Quynh, the younger sister of Quang, has also chosen photography as her medium, albeit in a much more intimate and personal manner compared with Tram. Also bypassing explanatory representation, Quynh cleverly zooms in on the hands of her brother. As the human body’s primary haptic instrument, hands suggest an unmediated and primordial way of sensing the world.
Throughout his sister’s powerful set of images, Quang often appears to be lost in thought or thoughtlessness, holding up a pink hairdryer, running his fingers through damp hair or fingering his lips in a daydream eternally inaccessible to anyone but himself.
During the art tour – a fascinating mode of exhibition viewing due to the wealth of information divulged by the curator and artists – Quynh shares personal stories to invite viewers into the inner world of her brother, and to some extent, her own. The photograph of Quang pointing at a Google image of a mung bean pastry, for example, shows her brother’s habit of using images instead of verbal description to inform their parents of his meal preference.
Walking us through multiple pictures of Quang picking at his overgrown fingernails, Quynh tells us that without their parents’ assistance with nail-clipping, Quang would scratch himself to the point of bleeding. Other shots of Quang caressing a flesh-colored stream of silky fabric or stroking a floral blanket are harder to explain, even for his sister. The young man simply derives pleasure from touching soft textures.
A conversation between a public health researcher and Quynh is included as an audio installation next to her profoundly moving pictures. In the recording, she admits that her love for her brother occasionally manifests as admonishments or complaints (“he doesn’t have to do chores; everyone does everything for him; his hands are soft like those of babies”). In the background, her brother makes his presence conspicuously audible by clapping or screaming.
Quang’s high-pitched noise comes off as particularly jarring when juxtaposed with his sister’s quietly beautiful pictures, in which he appears almost like a brooding film star. Despite her own confession of myriad inconveniences caused by Quang’s condition, Quynh’s photographs carry tremendous affection for her special brother.

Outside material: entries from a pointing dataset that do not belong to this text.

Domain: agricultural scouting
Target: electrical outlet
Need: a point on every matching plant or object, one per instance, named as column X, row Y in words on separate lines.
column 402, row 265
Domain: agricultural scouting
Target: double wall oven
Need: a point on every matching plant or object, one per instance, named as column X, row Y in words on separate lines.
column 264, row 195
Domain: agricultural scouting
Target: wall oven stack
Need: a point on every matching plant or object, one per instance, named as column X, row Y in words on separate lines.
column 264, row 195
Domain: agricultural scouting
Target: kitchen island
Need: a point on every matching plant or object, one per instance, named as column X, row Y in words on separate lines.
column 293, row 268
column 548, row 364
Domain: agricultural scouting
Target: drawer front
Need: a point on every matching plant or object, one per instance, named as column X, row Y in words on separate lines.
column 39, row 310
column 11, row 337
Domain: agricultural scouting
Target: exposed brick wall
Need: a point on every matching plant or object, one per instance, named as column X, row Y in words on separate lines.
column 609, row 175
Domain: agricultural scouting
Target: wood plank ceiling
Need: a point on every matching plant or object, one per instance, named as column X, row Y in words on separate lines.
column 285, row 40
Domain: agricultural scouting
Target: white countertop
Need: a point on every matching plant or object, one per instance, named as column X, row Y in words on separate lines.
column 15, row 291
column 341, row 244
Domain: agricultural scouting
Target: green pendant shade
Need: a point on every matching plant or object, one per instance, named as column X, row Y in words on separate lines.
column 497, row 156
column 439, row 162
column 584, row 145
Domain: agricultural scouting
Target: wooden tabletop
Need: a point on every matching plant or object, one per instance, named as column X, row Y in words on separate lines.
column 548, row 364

In one mesmerizing shot, we see Quynh’s hand lightly touching her brother’s forehead as if performing a mind-reading trick by the sheer brush of a fingertip. Closely photographing Quang instead of ignoring him on the daily basis, Quynh says, is her effort to understand her brother.
Various works in the exhibition show reveal different ways of representing people with autism. Duong Thuy Ly, an untrained photographer, focuses mostly on the possessions of an autistic youth, pushing viewers to make sense of mundane objects: a stack of Japanese manga, posters of Hollywood superhero movies, tubes of paint scattered on the floor.

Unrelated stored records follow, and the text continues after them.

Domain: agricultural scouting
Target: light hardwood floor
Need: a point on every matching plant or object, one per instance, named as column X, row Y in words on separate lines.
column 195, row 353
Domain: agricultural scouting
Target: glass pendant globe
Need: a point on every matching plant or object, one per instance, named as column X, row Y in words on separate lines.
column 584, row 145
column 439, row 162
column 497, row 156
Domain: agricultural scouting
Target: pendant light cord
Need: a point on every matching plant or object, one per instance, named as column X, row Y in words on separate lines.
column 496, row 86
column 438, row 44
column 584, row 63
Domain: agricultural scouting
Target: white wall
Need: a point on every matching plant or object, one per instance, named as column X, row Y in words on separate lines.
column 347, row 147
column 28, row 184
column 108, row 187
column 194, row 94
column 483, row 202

In several pictures, the owner of these objects explicitly refuses the camera, either shielding his face with drawings or blocking the lens with his outspread palm. These gestures could be easily attributed to a "normal" teen "simply being shy." Trinh Mai Chi, the boy’s younger sister, reiterates this impression in her handwritten commentary on a mirror installed near the gallery’s atrium: “On the outside, no one could tell he suffers from autism.” Similar to other works in the show, the comment complicates our assumptions around how (ab)normality is performed.
Taking us outside of private homes, Le Anh Dung’s photographs give us a glimpse into a school for autistic students. In a corner of the playground, a pair of teenage boys hurl two basketballs at a basketless wall (top photo). The orange orbs’ low-level flight and the boys’ relaxed stillness form a strange moment of play, a deflated form of athleticism that demands no rallying audience.

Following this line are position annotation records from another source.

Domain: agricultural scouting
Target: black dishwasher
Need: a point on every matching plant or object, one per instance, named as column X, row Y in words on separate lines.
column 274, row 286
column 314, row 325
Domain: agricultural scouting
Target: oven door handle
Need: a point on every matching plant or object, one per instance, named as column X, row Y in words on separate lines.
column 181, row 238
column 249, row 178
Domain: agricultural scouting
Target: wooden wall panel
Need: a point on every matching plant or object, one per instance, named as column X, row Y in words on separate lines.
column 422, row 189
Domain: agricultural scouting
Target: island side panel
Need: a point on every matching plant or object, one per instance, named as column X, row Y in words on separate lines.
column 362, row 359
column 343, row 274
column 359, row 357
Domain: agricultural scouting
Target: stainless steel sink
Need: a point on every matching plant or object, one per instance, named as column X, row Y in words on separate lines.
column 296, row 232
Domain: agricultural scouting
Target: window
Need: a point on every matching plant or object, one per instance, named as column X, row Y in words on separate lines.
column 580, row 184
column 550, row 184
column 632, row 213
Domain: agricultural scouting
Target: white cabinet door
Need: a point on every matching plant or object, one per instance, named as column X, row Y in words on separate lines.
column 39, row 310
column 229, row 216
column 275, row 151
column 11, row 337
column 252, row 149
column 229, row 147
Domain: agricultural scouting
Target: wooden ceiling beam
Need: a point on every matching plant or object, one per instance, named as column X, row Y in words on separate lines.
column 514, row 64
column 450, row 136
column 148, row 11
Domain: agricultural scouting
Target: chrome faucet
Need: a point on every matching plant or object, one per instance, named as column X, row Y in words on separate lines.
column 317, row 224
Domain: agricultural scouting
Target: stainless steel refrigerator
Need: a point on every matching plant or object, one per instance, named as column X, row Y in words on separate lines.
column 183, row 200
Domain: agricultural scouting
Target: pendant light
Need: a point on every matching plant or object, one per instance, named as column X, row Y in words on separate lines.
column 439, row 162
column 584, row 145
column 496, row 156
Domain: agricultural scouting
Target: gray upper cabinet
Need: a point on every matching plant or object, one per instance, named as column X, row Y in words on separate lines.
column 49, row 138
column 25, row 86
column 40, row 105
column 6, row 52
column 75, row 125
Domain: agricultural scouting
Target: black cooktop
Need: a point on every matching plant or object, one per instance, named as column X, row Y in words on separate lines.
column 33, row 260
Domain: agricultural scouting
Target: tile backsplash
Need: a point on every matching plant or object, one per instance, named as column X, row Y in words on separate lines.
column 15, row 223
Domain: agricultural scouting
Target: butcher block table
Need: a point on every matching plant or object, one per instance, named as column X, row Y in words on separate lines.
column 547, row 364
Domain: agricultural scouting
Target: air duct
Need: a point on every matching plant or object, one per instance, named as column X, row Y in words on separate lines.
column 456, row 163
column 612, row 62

Photographer PQN’s food pictures, on the other hand, resonate with innocence. In preparation for her future collegiate life overseas, the high-school senior studies for her IELTS at trendy coffee shops, where she develops a penchant for food photography. That these pictures of Instagrammable ice-cream or cakes have nothing to do with her autistic sister refreshes the exhibition’s aim to challenge normative narratives of autism, especially those made by the family.
The naïve simplicity of PQN’s photos reflects the teenage impulse to record private routines for the gaze of social media, an imported phenomenon embraced in Vietnam with an intensity not unlike the blazing trail of Vietnamese students attending English-speaking universities abroad.
Bourgeois values are gently complicated as the photographs are projected over a pink desk shared by the two siblings, a lovely sign of sisterhood, and a pink book of princess stories that belong to the absent sister. As PQN’s slides of consumption and mobility flash by, a powerful contrast emerges between the maturing teen and her eternally infantile sibling.
Throughout the week-long exhibition, the curator, artists and researchers not only display the visual, but also facilitate numerous occasions for families, activists, artists and other cultural producers to engage in communal art-making (with artist Dinh Thi Nhung) and conversations on the experience of having autistic family members or the ethics of documenting autism.
These education-oriented sections of the exhibition breed different kinds of encounters other than the private relationships between artists and subjects or between the viewer and what is on display. Operating at the tricky intersection between the introversion of art and its social function, “Encounters” leaves viewers with lingering questions on how to create and view visual documents of the autistic, and to a larger extent, people with disabilities or any marginalized or oppressed being.
Instead of dramatizing or turning the pain of others into a spectacle, the show’s amateur yet observant works ask us to withhold judgment and look at an "Other" with patience, rather than patronizing presumption. Instead of injecting viewers with the singular determination to pathologize and cure autism, the exhibition leaves us longing to humbly look into the complex world of the autistic, the permanent outsider.